DEA Drug Take-Back Day coming April 29

DEA Drug Take-Back Day coming April 29

Acting U.S. Attorney Brit Featherston says it’s time again for “Spring cleaning,” time to clear out those cluttered medicine cabinets and dispose of old drugs during the 2017 DEA Prescription Drug Take-Back Day on Saturday, April 29. 

Featherston and area DEA agents are encouraging the public’s participation in the biannual event in an effort to deter prescription drug abuse and overdoses that are becoming more and more frequent. 

“Prescription drug overdoses have become an epidemic,” Featherston warned during a press conference April 26. “Overdoses from prescription drugs have eclipsed motor vehicle accident (deaths) and eclipsed gun deaths and violence deaths. It is a huge problem. That is one of the reasons that the DEA and the U.S. Attorney’s Office (are) joining… for this Take-Back Day.”

Parents and grandparents beware, cautioned Featherston. Prescription drug use in teens is on the rise, and most of them are getting the meds right out of their loved ones’ cabinets. 

“What we see often is that people that abuse prescription drugs are often friends, family members – that’s how teenagers will often get started, just finding drugs in the medicine cabinet in people’s bathrooms,” Featherston asserted. “Citizens can bring their leftover prescription medications, anything from prescriptions for adults, kids, also your animal medications. You are encouraged to bring those and get rid of them.”

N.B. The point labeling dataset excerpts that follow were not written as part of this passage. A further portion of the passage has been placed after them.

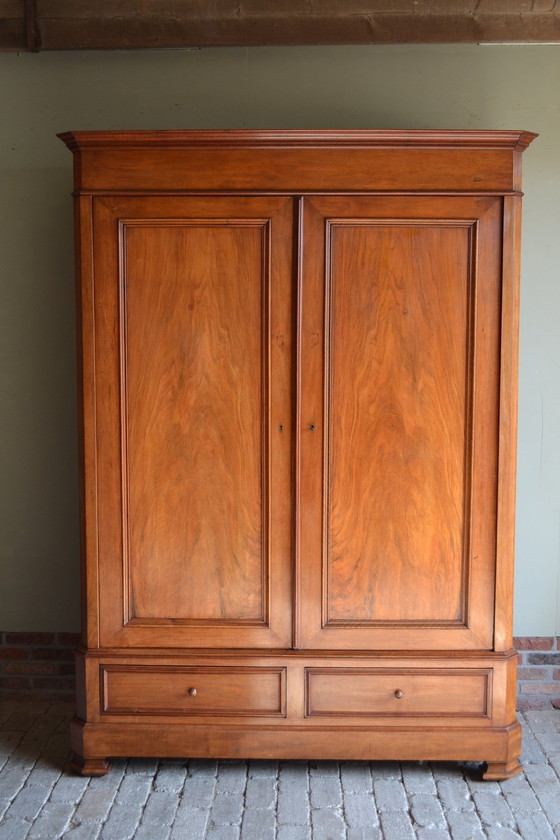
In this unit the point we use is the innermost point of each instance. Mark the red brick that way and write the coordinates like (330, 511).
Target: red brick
(538, 688)
(16, 682)
(29, 638)
(70, 639)
(14, 653)
(525, 704)
(532, 674)
(66, 654)
(29, 668)
(534, 643)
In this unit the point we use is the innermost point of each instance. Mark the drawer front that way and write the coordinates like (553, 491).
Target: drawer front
(204, 690)
(372, 692)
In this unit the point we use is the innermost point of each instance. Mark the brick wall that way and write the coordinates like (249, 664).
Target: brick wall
(42, 665)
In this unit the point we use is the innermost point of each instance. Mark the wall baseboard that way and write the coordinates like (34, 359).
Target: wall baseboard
(41, 666)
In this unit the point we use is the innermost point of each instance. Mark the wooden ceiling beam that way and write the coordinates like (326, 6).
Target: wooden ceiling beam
(145, 24)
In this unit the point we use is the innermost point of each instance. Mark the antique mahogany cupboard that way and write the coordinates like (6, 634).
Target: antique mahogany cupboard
(298, 358)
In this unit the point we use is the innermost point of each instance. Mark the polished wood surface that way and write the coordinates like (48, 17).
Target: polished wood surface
(298, 356)
(204, 690)
(194, 301)
(402, 370)
(195, 377)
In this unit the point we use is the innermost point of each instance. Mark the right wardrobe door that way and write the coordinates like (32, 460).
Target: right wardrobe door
(400, 306)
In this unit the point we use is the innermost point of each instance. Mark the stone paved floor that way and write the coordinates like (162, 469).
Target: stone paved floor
(232, 800)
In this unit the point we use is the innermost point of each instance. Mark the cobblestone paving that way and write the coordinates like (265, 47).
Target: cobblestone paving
(267, 800)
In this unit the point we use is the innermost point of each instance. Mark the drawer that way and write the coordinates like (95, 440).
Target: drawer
(372, 692)
(198, 690)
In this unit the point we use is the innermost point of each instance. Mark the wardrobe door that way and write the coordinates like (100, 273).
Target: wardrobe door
(192, 303)
(398, 422)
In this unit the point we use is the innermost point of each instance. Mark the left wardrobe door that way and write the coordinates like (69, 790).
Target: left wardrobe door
(189, 308)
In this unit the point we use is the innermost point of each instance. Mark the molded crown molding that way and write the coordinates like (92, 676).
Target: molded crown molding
(125, 24)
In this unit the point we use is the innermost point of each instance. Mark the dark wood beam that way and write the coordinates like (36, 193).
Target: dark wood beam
(141, 24)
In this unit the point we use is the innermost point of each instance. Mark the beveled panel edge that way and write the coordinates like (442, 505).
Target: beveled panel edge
(124, 224)
(471, 226)
(486, 673)
(295, 138)
(107, 668)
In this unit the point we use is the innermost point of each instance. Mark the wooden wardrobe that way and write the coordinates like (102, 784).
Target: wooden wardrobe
(298, 365)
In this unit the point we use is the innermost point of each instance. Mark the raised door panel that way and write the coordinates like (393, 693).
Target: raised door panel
(399, 402)
(193, 334)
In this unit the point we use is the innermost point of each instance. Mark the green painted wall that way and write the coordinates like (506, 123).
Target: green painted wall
(314, 87)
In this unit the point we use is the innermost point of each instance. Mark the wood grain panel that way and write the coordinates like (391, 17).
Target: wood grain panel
(195, 310)
(199, 691)
(399, 365)
(399, 335)
(194, 300)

Getting rid of the drugs safely is a big concern, and one of the reason’s the Drug Take-Back Days were established years ago, said Featherston. 

“One of the problems is, when people get rid of their medications, they often will throw them in the toilet and flush them. That is one of the things our water treatment system cannot control. They cannot filter out medicines getting thrown in the sewer. I encourage all citizens to take a minute, do a little but of a clean out, a little Spring cleaning, but finding all their old medications, any old medications, whether animal or human and bring those to those ten locations so the DEA can destroy them properly.”

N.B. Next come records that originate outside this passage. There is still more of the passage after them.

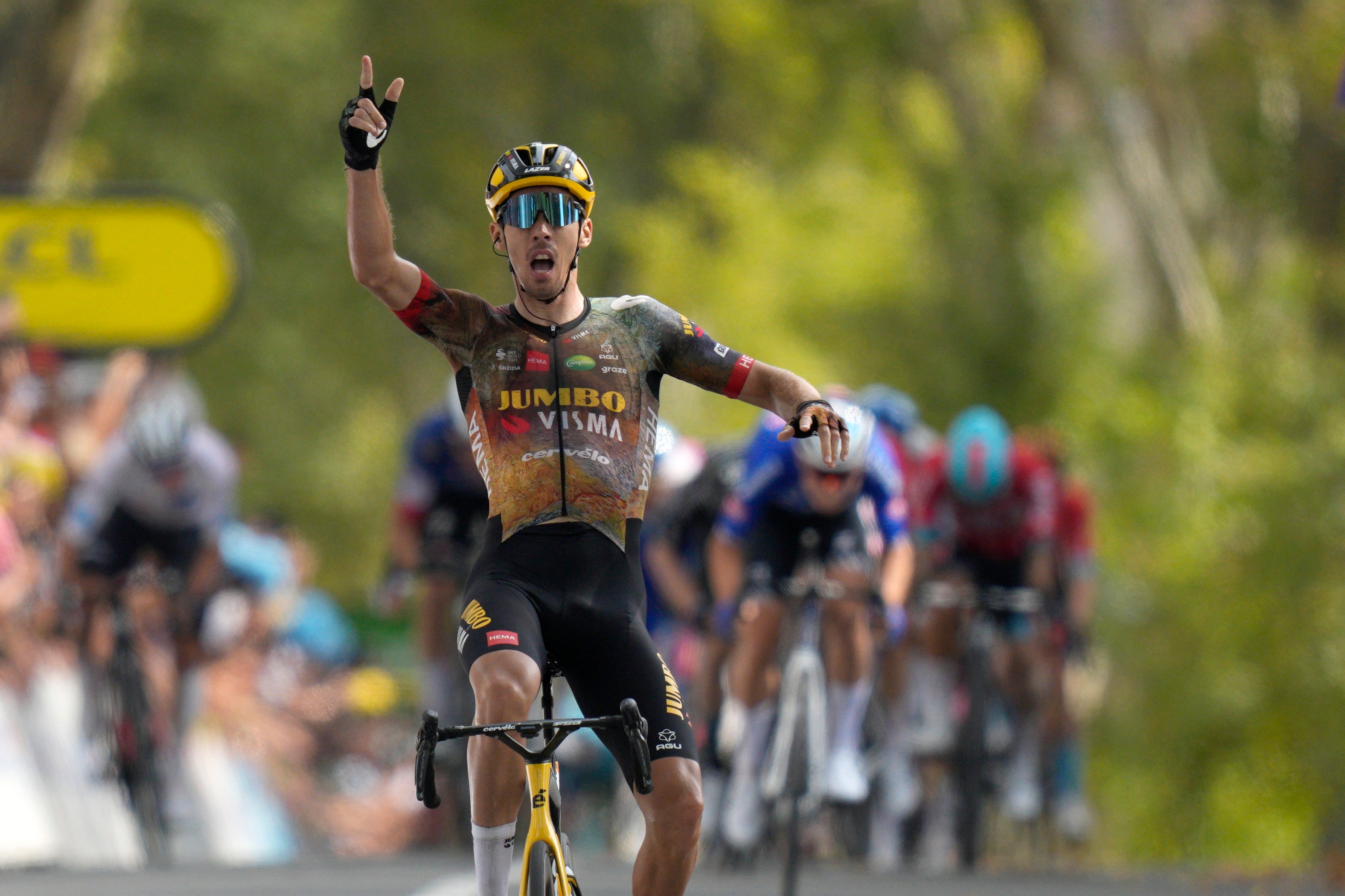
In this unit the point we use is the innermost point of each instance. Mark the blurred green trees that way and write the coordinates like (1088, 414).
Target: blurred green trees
(1121, 217)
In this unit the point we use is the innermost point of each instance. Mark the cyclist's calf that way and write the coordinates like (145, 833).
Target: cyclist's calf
(673, 829)
(505, 684)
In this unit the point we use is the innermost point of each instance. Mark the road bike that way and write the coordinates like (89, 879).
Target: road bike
(977, 745)
(794, 775)
(124, 713)
(548, 866)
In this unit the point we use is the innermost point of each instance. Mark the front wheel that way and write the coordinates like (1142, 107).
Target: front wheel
(541, 871)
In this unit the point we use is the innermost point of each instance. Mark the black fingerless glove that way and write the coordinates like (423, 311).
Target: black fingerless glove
(362, 147)
(798, 413)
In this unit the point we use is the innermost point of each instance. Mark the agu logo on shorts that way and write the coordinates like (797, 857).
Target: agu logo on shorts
(672, 696)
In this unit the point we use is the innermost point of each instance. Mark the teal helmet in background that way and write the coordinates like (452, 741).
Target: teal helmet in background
(980, 445)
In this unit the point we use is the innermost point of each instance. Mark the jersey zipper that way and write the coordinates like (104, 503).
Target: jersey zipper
(560, 439)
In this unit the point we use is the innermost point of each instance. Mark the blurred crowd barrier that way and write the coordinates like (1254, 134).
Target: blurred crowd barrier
(280, 742)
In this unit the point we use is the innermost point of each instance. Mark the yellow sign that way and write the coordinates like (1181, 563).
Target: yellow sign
(140, 271)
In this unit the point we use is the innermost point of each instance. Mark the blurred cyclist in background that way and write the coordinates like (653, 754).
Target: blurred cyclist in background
(912, 445)
(1070, 613)
(857, 509)
(163, 486)
(439, 518)
(678, 523)
(992, 523)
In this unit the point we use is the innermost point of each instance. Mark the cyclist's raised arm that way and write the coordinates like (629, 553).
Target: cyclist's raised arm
(687, 352)
(369, 227)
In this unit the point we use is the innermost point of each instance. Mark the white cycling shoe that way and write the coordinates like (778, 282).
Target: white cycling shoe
(1023, 783)
(847, 778)
(1074, 818)
(743, 818)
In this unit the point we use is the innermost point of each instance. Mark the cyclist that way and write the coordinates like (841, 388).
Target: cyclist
(912, 443)
(859, 510)
(165, 485)
(992, 523)
(439, 518)
(561, 403)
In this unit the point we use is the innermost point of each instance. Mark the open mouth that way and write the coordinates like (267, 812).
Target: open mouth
(542, 264)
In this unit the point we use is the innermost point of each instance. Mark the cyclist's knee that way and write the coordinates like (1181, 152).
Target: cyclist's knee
(675, 806)
(505, 684)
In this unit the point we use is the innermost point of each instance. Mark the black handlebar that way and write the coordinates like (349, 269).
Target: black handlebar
(638, 731)
(635, 727)
(425, 743)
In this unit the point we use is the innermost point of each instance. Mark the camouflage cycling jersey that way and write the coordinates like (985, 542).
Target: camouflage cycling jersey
(563, 419)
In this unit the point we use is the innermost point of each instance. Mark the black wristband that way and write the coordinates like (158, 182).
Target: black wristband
(812, 401)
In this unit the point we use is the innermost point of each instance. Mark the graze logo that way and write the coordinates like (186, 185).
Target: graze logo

Other than just getting rid of old medications, Featherston advises people to “take stock of what is going on with their medications.”

“If you have teenagers around,” he said, “you want to render those locations where you keep medicine safe,” which could mean locking it up, if necessary. “It’s time for people to realize what is going on in your own home with your own medications. Take stock in those and render those medications safe.”

Featherston says he has seen a disturbing trend developing with prescription drug abuse. 

“We’re seeing (prescription) drug abuse lead to heroin use and other heavier drugs,” he explained. “Believe it or not, there are more prescription drug overdoses than overdoses on other illegal drugs, like heroin, methamphetamine and cocaine. That ought to shock everyone. That ought to shock you that the problem is so big. And it’s happening right here in Jefferson County. It’s happening all over the Eastern District of Texas. It’s happening all over the nation. We see a huge increase in prescription abuse that has led to heroin use, methamphetamine and other drugs.” 

Associate Special Agent in Charge Sherod Jones of the Houston DEA Office said drug take-back events around Southeast Texas have been a whopping success. 

“Historically in Beaumont and the Beaumont area, going back to September 2013, we’ve collected 3,500 pounds of unwanted, unused pharmaceuticals… Going back to September 2010, nationwide, 7 million pounds have been turned in.”

“This year alone,” added Featherston, “there are 4,700 drop off locations around the nation.”

Ten area locations provide Southeast Texans with a choice. The drop-off is free, anonymous and “no questions asked,” said Featherston, so the fact that the collections sites are primarily at police stations should not deter anyone from dropping off prescription drugs, whether they were legally possessed or illegally attained. 

Sherod advised people remove labels from the pills bottles prior to drop-off to protect their privacy.

Resident Agent in Charge  Tim Duriso of the Beaumont DEA Office said at least two officers will be on-site at Rogers Park for the collection event. The other locations are all at police stations. He also mentioned that the Port Arthur Police Department has a collection box in the lobby for citizens’ year-round prescription drug drop-off needs. Otherwise, if you choose to wait for the special DEA events, there are two Drug Take-Back Days per year. 

On April 29, the following 10 locations are Southeast Texas area collection sites for medications for the 2017 DEA Prescription Drug Take-Back Day: Rogers Park, 1455 Dowlen Rd., Beaumont; Lamar University Police Department, 211 Red Bird Ln., Beaumont; Orange Police Department, 201 Eighth St., Orange; Port Arthur Police Department, 645 Fourth St., Port Arthur; Lumberton Police Department, 120 East Chance Rd. #A, Lumberton; Silsbee Police Department, 1104 N. Fifth St., Silsbee; Sour Lake Police Department, 625 Highway 105 W, Sour Lake; Jasper Police Department, 555 S. Main St., Jasper; Liberty Police Department, 1906 Lakeland Dr., Liberty; and Cleveland Police Department, 226 Peach St., Cleveland.